People doing unsafe things with their cameras is popular. It wasn't some shaky cam either, and the bear holding her shoe in a later shot and licking the bars is powerful. More so this was in 1994, camera mishaps aren't new.


This is awesome, now can use the footage as YouTube's Terms of Service allows remixes and news reporting.

https://www.youtube.com/yt/copyright/fair-use.html


Now if they only allow you to use this freely we would actually have something. Though something is better than nothing.


A great archive of 20th century propaganda.



Wow.

1,000,000 minutes = 16,670 hours = 700 days = 1.9 years of footage


When does such material become public domain?


That depends on the age and location of the footage, and where the viewer is (it can be public domain in some countries, and not in others).

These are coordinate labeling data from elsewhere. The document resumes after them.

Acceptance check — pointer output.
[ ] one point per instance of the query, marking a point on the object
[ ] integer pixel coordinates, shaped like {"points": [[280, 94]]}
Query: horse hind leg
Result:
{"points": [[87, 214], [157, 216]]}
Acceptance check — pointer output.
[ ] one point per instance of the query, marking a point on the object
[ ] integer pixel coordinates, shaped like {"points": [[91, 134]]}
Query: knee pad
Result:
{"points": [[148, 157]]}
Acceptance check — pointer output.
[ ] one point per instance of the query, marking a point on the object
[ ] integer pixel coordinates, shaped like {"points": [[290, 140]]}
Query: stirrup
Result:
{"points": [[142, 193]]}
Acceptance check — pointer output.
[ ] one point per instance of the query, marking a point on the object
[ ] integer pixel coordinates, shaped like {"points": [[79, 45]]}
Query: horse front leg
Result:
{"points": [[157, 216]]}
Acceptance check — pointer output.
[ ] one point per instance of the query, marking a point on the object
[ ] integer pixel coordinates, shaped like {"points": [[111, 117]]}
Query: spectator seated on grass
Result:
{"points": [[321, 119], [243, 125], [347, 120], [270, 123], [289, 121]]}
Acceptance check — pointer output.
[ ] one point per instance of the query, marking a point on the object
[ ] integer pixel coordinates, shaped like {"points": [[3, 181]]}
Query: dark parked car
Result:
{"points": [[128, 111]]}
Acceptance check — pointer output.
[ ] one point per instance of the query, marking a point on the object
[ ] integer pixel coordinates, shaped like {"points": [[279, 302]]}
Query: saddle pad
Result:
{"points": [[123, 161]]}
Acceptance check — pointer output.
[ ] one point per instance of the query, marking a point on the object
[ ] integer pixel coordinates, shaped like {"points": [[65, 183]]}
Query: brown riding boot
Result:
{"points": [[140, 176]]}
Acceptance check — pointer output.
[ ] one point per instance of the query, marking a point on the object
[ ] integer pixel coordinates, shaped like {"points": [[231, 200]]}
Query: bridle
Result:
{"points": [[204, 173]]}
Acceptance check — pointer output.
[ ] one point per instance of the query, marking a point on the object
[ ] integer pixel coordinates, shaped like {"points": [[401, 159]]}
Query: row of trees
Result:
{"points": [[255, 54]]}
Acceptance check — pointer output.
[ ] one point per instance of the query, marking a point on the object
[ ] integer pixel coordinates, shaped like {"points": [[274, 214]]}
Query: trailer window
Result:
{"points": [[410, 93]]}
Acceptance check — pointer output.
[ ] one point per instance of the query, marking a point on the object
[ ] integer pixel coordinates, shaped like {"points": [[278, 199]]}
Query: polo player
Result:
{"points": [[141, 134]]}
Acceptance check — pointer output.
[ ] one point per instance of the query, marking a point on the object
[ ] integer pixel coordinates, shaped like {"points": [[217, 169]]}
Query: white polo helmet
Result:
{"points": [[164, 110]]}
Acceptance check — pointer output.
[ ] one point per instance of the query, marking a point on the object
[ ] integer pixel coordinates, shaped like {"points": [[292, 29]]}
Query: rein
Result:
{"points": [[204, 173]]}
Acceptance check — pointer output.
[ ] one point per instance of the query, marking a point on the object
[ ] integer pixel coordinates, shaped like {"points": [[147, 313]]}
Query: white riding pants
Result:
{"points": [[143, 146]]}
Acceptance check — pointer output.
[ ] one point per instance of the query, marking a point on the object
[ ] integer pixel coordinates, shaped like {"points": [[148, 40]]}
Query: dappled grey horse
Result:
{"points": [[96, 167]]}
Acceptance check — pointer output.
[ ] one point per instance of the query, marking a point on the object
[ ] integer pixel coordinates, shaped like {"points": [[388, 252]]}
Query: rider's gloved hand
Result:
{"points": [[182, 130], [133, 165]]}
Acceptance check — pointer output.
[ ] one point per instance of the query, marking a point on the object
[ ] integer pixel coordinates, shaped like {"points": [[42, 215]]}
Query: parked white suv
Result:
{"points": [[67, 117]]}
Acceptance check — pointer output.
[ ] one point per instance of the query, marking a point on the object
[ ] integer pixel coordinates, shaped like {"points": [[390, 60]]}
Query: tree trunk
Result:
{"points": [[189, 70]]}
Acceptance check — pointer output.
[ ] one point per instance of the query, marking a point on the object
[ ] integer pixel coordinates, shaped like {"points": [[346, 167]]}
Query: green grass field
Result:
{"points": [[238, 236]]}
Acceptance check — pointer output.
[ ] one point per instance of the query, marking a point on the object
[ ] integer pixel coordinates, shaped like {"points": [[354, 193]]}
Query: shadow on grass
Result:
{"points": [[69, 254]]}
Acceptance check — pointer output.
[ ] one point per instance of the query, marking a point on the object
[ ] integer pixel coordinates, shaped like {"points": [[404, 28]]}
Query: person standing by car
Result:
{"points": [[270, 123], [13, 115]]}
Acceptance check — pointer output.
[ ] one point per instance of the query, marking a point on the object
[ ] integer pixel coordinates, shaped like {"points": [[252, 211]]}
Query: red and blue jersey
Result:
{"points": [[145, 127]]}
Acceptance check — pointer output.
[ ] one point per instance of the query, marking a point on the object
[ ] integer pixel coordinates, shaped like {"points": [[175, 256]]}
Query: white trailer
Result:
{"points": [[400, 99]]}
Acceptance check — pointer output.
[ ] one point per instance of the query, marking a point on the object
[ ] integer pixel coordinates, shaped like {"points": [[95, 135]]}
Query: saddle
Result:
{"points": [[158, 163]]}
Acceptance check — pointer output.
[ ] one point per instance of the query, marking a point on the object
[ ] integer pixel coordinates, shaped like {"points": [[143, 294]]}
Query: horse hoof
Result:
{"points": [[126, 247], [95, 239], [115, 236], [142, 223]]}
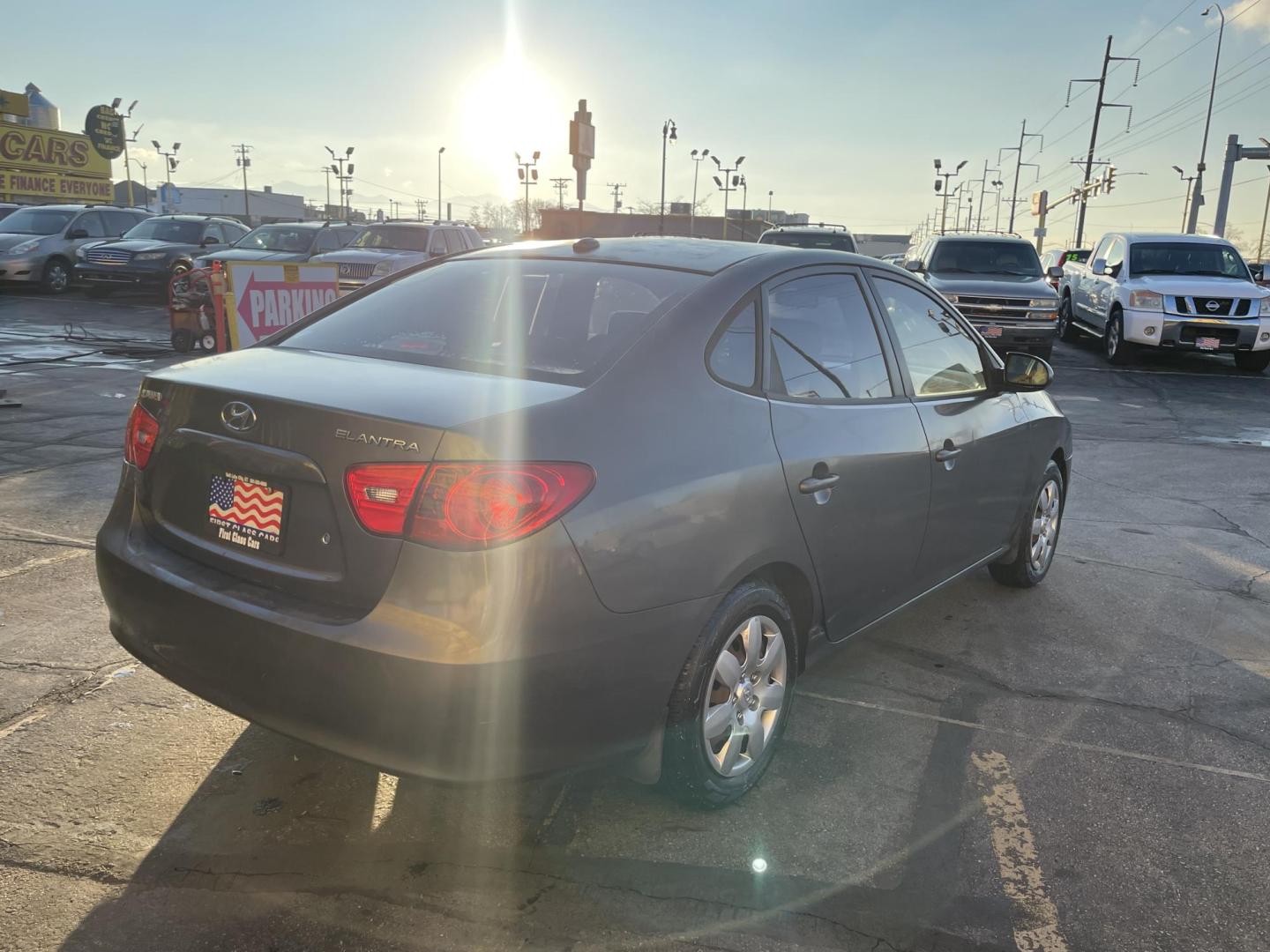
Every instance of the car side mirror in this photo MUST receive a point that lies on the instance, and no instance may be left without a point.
(1025, 372)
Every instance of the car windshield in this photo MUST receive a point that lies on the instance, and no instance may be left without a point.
(185, 233)
(277, 238)
(37, 221)
(1016, 258)
(397, 238)
(549, 319)
(1198, 258)
(828, 242)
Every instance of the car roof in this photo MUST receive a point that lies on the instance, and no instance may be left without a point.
(700, 256)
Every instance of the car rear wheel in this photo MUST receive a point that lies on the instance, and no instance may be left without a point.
(56, 279)
(1117, 351)
(730, 703)
(1067, 331)
(1252, 361)
(1038, 537)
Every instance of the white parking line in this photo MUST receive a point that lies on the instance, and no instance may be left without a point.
(1042, 739)
(1036, 915)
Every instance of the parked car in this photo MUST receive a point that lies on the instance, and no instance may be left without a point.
(1177, 292)
(1059, 257)
(519, 509)
(153, 251)
(286, 242)
(830, 238)
(386, 248)
(38, 242)
(997, 283)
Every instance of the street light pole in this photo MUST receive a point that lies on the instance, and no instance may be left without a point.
(1198, 199)
(696, 167)
(439, 152)
(669, 133)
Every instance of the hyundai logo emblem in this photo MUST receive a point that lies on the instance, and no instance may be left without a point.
(238, 417)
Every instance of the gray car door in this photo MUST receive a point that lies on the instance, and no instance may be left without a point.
(975, 437)
(851, 443)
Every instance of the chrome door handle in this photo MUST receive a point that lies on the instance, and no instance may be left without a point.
(814, 484)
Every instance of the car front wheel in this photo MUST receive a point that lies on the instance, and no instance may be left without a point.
(1029, 562)
(732, 700)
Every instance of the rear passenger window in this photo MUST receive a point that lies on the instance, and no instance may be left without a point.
(823, 340)
(733, 357)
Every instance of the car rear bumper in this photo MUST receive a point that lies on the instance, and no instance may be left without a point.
(1174, 331)
(404, 688)
(120, 274)
(1012, 335)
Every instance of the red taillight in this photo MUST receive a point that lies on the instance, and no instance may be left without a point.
(476, 505)
(141, 435)
(381, 495)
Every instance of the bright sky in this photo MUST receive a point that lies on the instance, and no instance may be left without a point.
(837, 106)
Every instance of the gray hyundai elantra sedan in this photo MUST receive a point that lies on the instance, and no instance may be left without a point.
(548, 504)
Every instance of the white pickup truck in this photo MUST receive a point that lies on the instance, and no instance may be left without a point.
(1181, 292)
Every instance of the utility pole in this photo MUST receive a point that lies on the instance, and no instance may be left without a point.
(1097, 115)
(528, 176)
(725, 188)
(560, 185)
(244, 163)
(1024, 135)
(617, 195)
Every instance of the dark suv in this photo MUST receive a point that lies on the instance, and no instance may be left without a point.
(997, 283)
(153, 251)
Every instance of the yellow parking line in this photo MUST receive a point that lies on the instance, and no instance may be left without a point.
(1035, 914)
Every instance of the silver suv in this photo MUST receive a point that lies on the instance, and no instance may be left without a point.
(389, 247)
(38, 242)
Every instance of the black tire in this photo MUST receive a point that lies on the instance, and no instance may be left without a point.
(1018, 569)
(1116, 348)
(56, 277)
(1067, 331)
(689, 770)
(1252, 361)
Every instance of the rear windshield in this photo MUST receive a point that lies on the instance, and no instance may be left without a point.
(828, 242)
(986, 258)
(1209, 260)
(548, 319)
(399, 238)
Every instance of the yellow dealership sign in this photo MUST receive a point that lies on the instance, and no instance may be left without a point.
(51, 165)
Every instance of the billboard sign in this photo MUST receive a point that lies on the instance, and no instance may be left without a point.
(265, 299)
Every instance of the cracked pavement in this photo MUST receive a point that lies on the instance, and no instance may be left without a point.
(1129, 695)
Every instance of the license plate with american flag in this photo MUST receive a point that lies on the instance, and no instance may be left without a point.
(247, 513)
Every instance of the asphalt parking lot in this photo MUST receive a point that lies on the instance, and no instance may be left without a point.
(1084, 766)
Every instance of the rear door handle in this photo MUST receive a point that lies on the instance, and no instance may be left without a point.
(814, 484)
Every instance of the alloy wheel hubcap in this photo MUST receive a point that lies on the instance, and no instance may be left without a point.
(746, 695)
(1044, 532)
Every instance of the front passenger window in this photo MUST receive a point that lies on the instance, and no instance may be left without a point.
(943, 358)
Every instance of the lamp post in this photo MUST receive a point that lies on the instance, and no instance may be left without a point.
(669, 133)
(1198, 199)
(698, 158)
(1188, 179)
(946, 175)
(530, 176)
(439, 152)
(725, 187)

If it is in the public domain does this override the Standard Youtube Licence? I.e. can on legally download the video? Or does one still have to use the AP's webpage which seems to require sign up (and then I don't know what).


If the content that's on Youtube is in the public domain then yes. Note that sometimes restoration involves enough creative work to make the result copyrightable even if the original footage was in the public domain.


I don't think you can legally download the video from Youtube; their TOS prohibits this. Of course I don't think Youtube has sued anyone for this and it's not a big deal.

Copyright wise it's legal I believe to use the content.


Unfortunately, the videos on YouTube don't include the date metadata.